Badil, que yo nunca había oído
fuera del pueblo, resulta ser tan antigua, que ya aparece en textos anónimos de
1252, siendo pues una palabra genuina, patrimonial y más precisa que el por lo
demás usual recogedor. También utilizan badil Francisco de Quevedo y
Juan Ruiz, Arcipreste de Hita. Casi nada.
Volviendo más
cerca en el tiempo, hacendosa la utilizan en sus obras Emilia Pardo
Bazán y Juan Marsé, con el mismo significado que conocemos en Villargordo.
Nuestra
conjunción temporal de que también tiene uso en el español clásico,
aunque ya no se considera propia del moderno estándar.
Es el caso
también de vivalavirgen, que utiliza José Manuel Caballero Bonald,
escritor galardonado con el Premio Cervantes el año pasado:
“Andando
el tiempo, cuando Encarna se casó con Paco Páez, un vivalavirgen que se
agarraba a lo que fuese […]”
Está bien saber
que hablamos más que correctamente cuando decimos portañuela, palabra
refrendada en el uso por Guillermo Cabrera Infante, entre otros, o bien golfante,
usada no sólo por nuestros abuelos, sino también por Camilo José Cela.
Abandonando la
visión folclórica, que aúna al afecto de lo propio cierto desdén, el castellano
clásico nos devuelve giros y palabras de Villargordo –a veces más o menos
alterados– que, lejos de ser vulgares, entroncan con la lengua depurada de los
antiguos.

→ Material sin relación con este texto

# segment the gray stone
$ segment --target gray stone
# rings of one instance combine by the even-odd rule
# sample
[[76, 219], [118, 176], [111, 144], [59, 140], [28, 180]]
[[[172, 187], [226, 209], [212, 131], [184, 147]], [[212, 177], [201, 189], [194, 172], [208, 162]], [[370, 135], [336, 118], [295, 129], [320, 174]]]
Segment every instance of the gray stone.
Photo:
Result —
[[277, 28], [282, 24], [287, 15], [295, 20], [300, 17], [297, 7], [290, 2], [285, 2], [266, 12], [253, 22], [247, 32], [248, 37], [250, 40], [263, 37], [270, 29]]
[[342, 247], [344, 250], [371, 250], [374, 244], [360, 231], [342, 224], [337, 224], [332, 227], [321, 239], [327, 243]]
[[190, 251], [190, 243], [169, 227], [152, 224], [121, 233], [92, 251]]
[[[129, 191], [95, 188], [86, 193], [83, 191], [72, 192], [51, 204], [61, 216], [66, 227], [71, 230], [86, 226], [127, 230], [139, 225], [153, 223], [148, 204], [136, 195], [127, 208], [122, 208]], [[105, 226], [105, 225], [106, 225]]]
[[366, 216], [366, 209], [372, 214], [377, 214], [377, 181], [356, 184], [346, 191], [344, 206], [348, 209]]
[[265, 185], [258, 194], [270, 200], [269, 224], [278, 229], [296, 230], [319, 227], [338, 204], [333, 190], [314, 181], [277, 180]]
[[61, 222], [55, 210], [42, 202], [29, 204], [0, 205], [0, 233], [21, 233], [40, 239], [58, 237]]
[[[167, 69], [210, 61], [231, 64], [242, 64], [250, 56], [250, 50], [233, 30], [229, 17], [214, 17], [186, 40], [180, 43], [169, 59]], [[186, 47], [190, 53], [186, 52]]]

Muchas de estos elementos de la lengua han ido cayendo en desuso,
primero en las grandes ciudades, luego por casi todas partes. Pero la presencia
de estas palabras en Villargordo enlaza el habla de nuestra gente con la lengua
castellana clásica, con un estadio de la lengua española previo a la
vulgarización y el empobrecimiento masivos de la lengua impulsados sobre todo
por los medios de comunicación.
¿Qué significa
la pervivencia de estas palabras en nuestro pueblo? Que Villargordo y otros
muchos pueblos conservan una riqueza lingüística patrimonial, que las grandes
ciudades han ido perdiendo en perjuicio de la lengua. Esta riqueza lingüística
merece ser cuidada y respetada, como patrimonio cultural de nuestro pueblo.